A 10–20% concentration of vitamin C serum can be applied to the face once or twice per day – morning and evening. Applying it in the morning gives the added benefit of UV protection.
If you have sensitive skin, consider starting with one application a day to build a tolerance to the treatment.
Vitamin C is not readily absorbed through the skin. For maximum absorption, the pH level of the skin should be at 4 or below, and the product being applied should contain vitamin C formulated as ascorbic acid.

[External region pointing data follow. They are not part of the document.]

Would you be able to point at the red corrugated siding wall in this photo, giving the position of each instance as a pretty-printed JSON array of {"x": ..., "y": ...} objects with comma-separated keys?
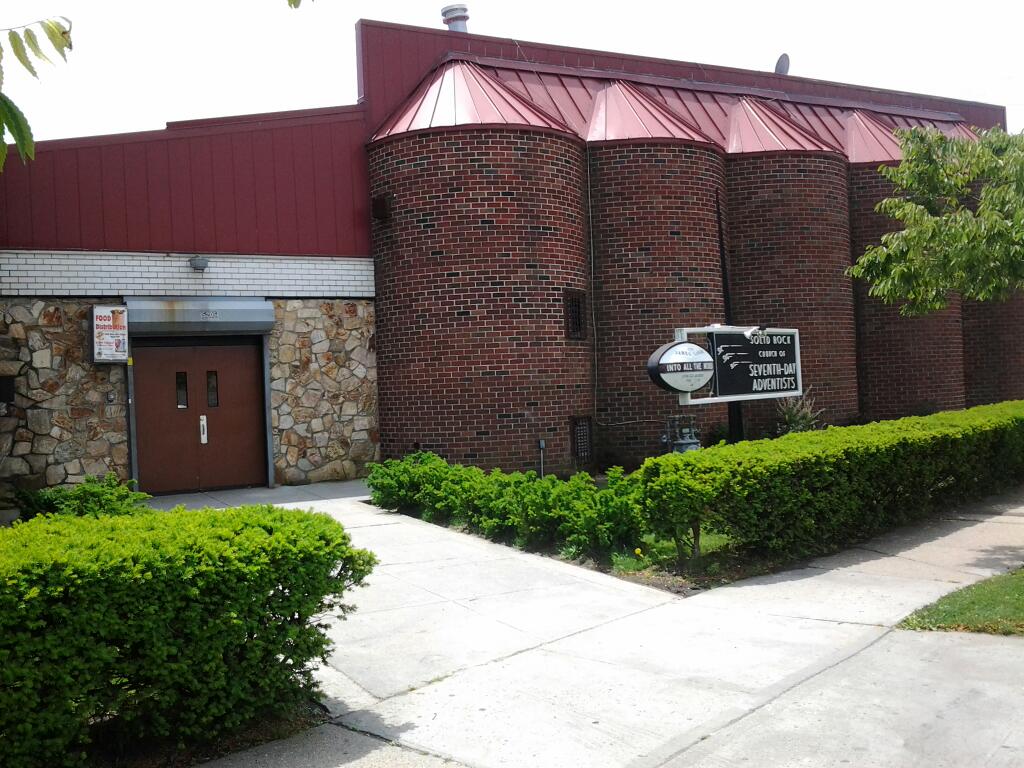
[{"x": 294, "y": 185}]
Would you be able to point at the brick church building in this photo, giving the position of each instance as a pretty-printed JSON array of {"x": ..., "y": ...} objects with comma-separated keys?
[{"x": 479, "y": 254}]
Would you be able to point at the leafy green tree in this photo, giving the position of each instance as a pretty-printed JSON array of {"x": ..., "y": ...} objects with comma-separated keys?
[
  {"x": 20, "y": 42},
  {"x": 962, "y": 207}
]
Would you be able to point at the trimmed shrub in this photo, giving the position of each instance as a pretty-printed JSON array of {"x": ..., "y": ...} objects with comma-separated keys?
[
  {"x": 814, "y": 492},
  {"x": 180, "y": 625},
  {"x": 90, "y": 498},
  {"x": 799, "y": 495},
  {"x": 514, "y": 507}
]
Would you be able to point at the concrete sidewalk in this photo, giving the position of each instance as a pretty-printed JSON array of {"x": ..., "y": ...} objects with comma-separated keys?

The skin’s normal pH level varies slightly from person to person, but generally it is within a range of 4–7. In order to ensure that your skin stays around 4 or lower, you may want to wash your face with an alpha hydroxy acid cleanser (AHA) or any other cleanser with a low pH. Products with AHAs that have an FDA approved pH of as low as 3.5 can lower the pH of the first three layers of the skin.
After washing your face, apply a few drops of vitamin C serum to your fingers. Rub it gently into damp skin and let dry. Allow your skin a few minutes to absorb the serum before you continue on with your regular skin care routine – such as applying a moisturizer, or OTC or prescription acne product.
This delay will give the vitamin C the opportunity to absorb properly. However, there is a limit to how much vitamin C the skin can retain; and if your skin is saturated with vitamin C, additional skin care products will have no real effect.
A number of other topical treatments can be effective in reducing the appearance of acne scars. Vitamin E, green tea and onion extract have all been shown to be useful treatments in managing scar tissue.
Whether or not vitamin C can be combined with vitamin B3 (niacinamide) or vitamin A (retinol) is a contentious issue. Consult a dermatologist if you have questions pertaining to those combinations.
Vitamin C to Prevent Scarring
Preventing acne prevents future scarring, and vitamin C has been shown to be effective in reducing the effects of acne breakouts in those with acne-prone skin.
One study demonstrated a significant reduction in acne-related inflammation in 4–8 weeks using a topical vitamin C treatment. Of note is that this reduction was not achieved with the more common L-ascorbic acid but rather with sodium ascorbyl phosphate (SAP), another type of vitamin C.
A reduction in inflammation will help manage the severity of acne before it has the opportunity to scar; less inflammation means less potential damage to the skin.
Acne scars are difficult to treat, but vitamin C can help improve their appearance in several ways with consistent use.
It can help prevent the formation of acne scars by improving skin health. During the process of scar healing, vitamin C promotes collagen so that scars will be smaller and less noticeable. Once an acne scar has formed, vitamin C may not be able to heal it completely, but its ability to reduce hyperpigmentation can make it less noticeable.
Those with acne scars should understand that the scars will not disappear overnight, no matter the treatment. Consult a dermatologist to find out your best course of action if you are concerned about your acne or extent of scarring.